Il momento in cui presumiamo di aver capito… può coincidere con quello nel quale scopriamo… che il mistero che tanto ci aveva affascinati… non era poi così interessante…
La nostra evoluzione emotiva presenta dei passaggi strani e particolari, necessari probabilmente a farci comprendere la nostra essenza nel momento in cui ci relazioniamo con un esterno completamente diverso, contrario e a volte opposto a noi. Oppure ci sentiamo particolarmente attratti da alcune caratteristiche dell’altro che in realtà ci appartengono senza che ne siamo consapevoli, e addirittura ci infastidiscono proprio perché sono lo specchio esatto di quelle sfumature che non vorremmo facessero parte del nostro modo di essere. In entrambe le due possibilità il rapporto che instauriamo di volta in volta con i protagonisti di queste interrelazioni, per quanto conflittuale possa risultare, è comunque sufficientemente chiaro, limpido nelle sue complicazioni, e ci permette di prendere ben presto una posizione, che sia di fermezza o di fuga, ma comunque ci mette nelle condizioni di effettuare una scelta.

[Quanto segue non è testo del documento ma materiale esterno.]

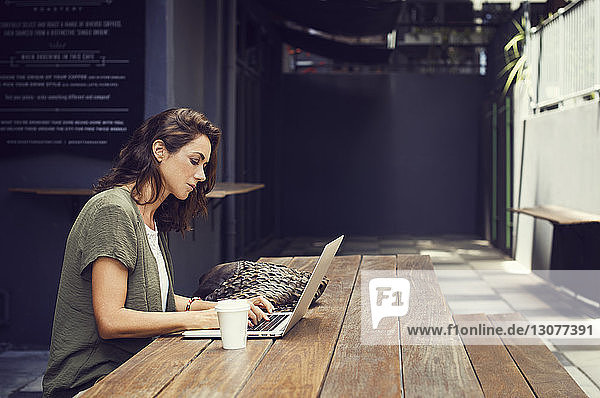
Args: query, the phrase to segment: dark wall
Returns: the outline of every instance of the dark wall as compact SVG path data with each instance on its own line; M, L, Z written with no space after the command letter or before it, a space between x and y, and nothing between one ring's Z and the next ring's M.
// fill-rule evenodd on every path
M170 107L194 107L222 127L225 137L230 135L235 140L238 137L235 127L228 130L224 126L225 115L227 112L236 115L237 105L235 98L228 97L230 93L224 85L228 66L225 55L235 53L236 48L235 41L228 42L224 36L228 26L236 26L235 12L230 14L232 20L226 21L226 6L235 3L151 0L146 5L145 116ZM232 31L235 32L235 29ZM269 64L269 68L261 73L276 72L273 79L278 80L281 43L268 33L269 47L276 51L269 56L273 65ZM236 64L235 59L232 64ZM279 84L267 83L270 84L265 90L268 93L260 92L264 98L258 97L261 104L267 104L265 107L276 101L273 96L279 92ZM260 111L262 115L263 108ZM279 116L279 112L276 115ZM277 129L277 123L271 120L264 118L261 121L263 124L260 126L268 125L268 129L256 127L256 130L269 137ZM255 139L254 136L252 138ZM270 142L270 145L274 147L277 144ZM223 179L227 149L226 145L219 148L219 180ZM251 154L256 155L254 152ZM246 153L242 152L241 156L246 156ZM241 175L237 181L264 182L269 188L235 198L234 204L248 215L243 222L240 222L241 217L229 217L226 211L231 196L223 200L211 199L208 217L196 219L194 231L186 233L185 238L178 233L169 234L174 287L178 294L191 295L202 273L223 261L223 237L228 237L223 224L232 224L231 229L238 236L242 235L240 231L251 228L259 230L260 237L271 233L273 223L270 220L264 222L262 218L259 220L259 217L273 218L277 213L272 209L274 206L266 206L273 203L276 184L271 181L277 178L279 170L271 167L269 171L272 174L263 173L262 169L272 163L263 163L262 157L252 163L256 164L262 173L256 175L256 180L247 180L245 175ZM110 166L111 159L92 159L68 153L44 156L11 154L11 157L0 159L0 206L4 213L0 239L3 253L0 293L6 292L9 298L8 322L0 323L0 345L48 347L66 238L74 217L87 200L85 197L73 200L68 196L12 193L8 192L8 188L90 188ZM267 178L263 180L262 175ZM259 207L266 210L260 214L255 210ZM245 233L244 236L249 235ZM248 242L249 239L241 241ZM245 249L243 245L241 247ZM3 297L0 297L0 306L4 304Z
M146 8L145 114L166 107L166 3ZM116 155L116 154L115 154ZM91 188L112 159L76 153L9 156L0 159L0 206L4 228L0 240L0 289L8 293L8 323L0 325L0 342L48 346L60 270L71 224L86 197L9 192L11 187Z
M182 89L175 91L173 84L169 83L168 63L173 60L169 61L168 53L171 50L167 51L171 45L168 4L165 0L153 0L148 4L145 116L174 105L197 106L201 100L192 101L188 91L183 90L181 94ZM195 10L193 3L178 3L179 9L185 5ZM181 15L179 9L178 15ZM189 20L188 23L195 21ZM194 40L188 41L187 45L197 50L199 44ZM193 51L181 51L181 45L178 49L178 62L199 62ZM3 211L0 290L7 292L9 299L8 323L0 324L0 343L49 346L66 238L75 216L87 200L85 197L13 193L8 189L90 188L110 166L111 159L93 159L68 153L0 159L0 206ZM174 285L180 294L193 293L198 277L220 261L221 211L215 208L214 201L210 205L209 218L196 220L195 233L186 234L185 239L180 234L170 234L175 267Z
M283 234L476 234L483 83L285 75Z
M0 342L49 343L65 242L80 205L77 197L12 193L8 188L89 188L109 166L109 161L59 154L0 161L0 289L9 297Z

Poi però succede, in un momento in cui siamo sovrappensiero, oppure in un altro nel quale siamo talmente stanchi di avere sempre tutto ben chiaro fin dall’inizio, perché la maturità porta con sé anche la capacità di intuire con maggiore velocità l’evoluzione di un rapporto, succede dicevo di cadere nella rete di un mistero, di un universo incomprensibile e che, proprio per questo ci affascina in maniera totalizzante. Lo stimolo a comprendere ciò che si nasconde dietro un silenzio, oltre un’assenza immotivata che è apparentemente in contrasto con la promessa di presenza manifestata fino a un attimo prima, o sotto le pieghe di frasi che dicono ben altro rispetto a ciò che lo sguardo svela, diventa un irresistibile collante per la nostra mente perché non possiamo concedere a noi stessi di non voler guardare cosa c’è sotto quel tappeto di enigmi.

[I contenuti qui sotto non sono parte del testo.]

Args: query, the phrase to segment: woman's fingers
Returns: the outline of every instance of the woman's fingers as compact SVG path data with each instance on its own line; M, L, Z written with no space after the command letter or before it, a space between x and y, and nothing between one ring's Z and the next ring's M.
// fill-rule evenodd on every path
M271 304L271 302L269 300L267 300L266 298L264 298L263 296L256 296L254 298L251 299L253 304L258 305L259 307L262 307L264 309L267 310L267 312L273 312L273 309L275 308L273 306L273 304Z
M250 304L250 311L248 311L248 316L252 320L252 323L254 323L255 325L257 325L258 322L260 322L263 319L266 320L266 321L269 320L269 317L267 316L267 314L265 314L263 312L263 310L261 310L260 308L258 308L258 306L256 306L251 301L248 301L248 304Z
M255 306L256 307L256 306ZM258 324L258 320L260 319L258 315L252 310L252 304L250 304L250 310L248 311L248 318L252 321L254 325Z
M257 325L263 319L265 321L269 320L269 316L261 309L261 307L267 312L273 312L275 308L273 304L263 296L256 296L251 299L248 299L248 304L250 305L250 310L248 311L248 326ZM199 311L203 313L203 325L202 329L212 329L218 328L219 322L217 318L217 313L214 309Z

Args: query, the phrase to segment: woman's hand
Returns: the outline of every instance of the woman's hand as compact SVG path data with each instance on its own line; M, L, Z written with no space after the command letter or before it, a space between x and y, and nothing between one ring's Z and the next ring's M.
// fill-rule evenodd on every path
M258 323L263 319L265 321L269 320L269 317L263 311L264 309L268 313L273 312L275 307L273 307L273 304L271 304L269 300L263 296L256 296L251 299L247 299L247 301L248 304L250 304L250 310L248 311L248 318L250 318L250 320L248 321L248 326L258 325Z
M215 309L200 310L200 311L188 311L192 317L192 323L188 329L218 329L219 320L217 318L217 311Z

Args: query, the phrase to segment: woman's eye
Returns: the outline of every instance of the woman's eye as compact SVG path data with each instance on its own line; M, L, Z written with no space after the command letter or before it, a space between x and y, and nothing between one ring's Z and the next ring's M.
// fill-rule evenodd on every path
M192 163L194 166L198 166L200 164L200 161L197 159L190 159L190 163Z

Dunque investiamo le nostre energie in un rapporto diverso dai precedenti, in cui non sappiamo nulla e dobbiamo andare a scoprire ogni risvolto che, magistralmente, non ci viene rivelato, in cui il nascondersi dell’altro sollecita quel coinvolgimento di mente e anima, già implicata a livello istintivo fin dall’inizio, che ci tiene mani e piedi in quella situazione insolita. Nel sentire noi stessi però, spesso dimentichiamo di valutare con obiettività il perché l’altro senta questo impellente bisogno di celarsi sotto un velo, di prendersi quei momenti di silenzio che, se da un lato ci incuriosiscono coinvolgendoci, dall’altro ci lasciano quell’amaro senso di momentaneo abbandono che a volte apre ferite mai completamente cicatrizzate.
Perché il mistero assume quel fascino nebbioso che ha il potere di tenerci attaccati a una determinata situazione?
Come mai l’altro continua a sentire la necessità di non raccontarsi completamente e di tacere semplici verità che non ha senso, ai nostri occhi, di conservare nell’ombra?
Cos’è che ci fa preferire l’ambiguità alla chiarezza? La paura della noia? L’incapacità temporanea di costruire?
Il momento in cui cominciamo a riflettere con noi stessi e a decidere di voler spostare quella strana relazione verso un livello più alto, coincide spesso con quello nel quale comprendiamo che l’altro non riesce a rapportarsi in modo adulto all’interno di una storia in cui siano coinvolte le sue emozioni. A volte per un’autodifesa provocata da ferite del passato, ingiustificata ai nostri occhi perché non esiste essere umano in età adulta che non racchiuda dentro di sé cicatrici più o meno sanguinanti che possano compromettere l’apertura al sentimento; altre volte però, gli individui che si nascondono ostinatamente dietro il velo del mistero, spesso hanno poco da dire, hanno scarsi contenuti, dubbia capacità di empatia e, in alcuni casi, incapacità di provare emozioni profonde.
Perché se è tanto forte il bisogno di mantenere un mistero che non svela, forse svelandosi sanno di dover fare i conti con mancanze, con lacune e con insicurezze che li costringerebbero, affrontandole, a confrontarsi con se stessi e a crescere. E a quel punto scopriamo di non essere più tanto interessati a scoprire quell’ambiguità che nasconde solo un’incapacità di essere adulti, perché noi quel traguardo lo abbiamo già raggiunto senza il bisogno di provocare ferite negli altri, pur di sanare e salvaguardare le nostre.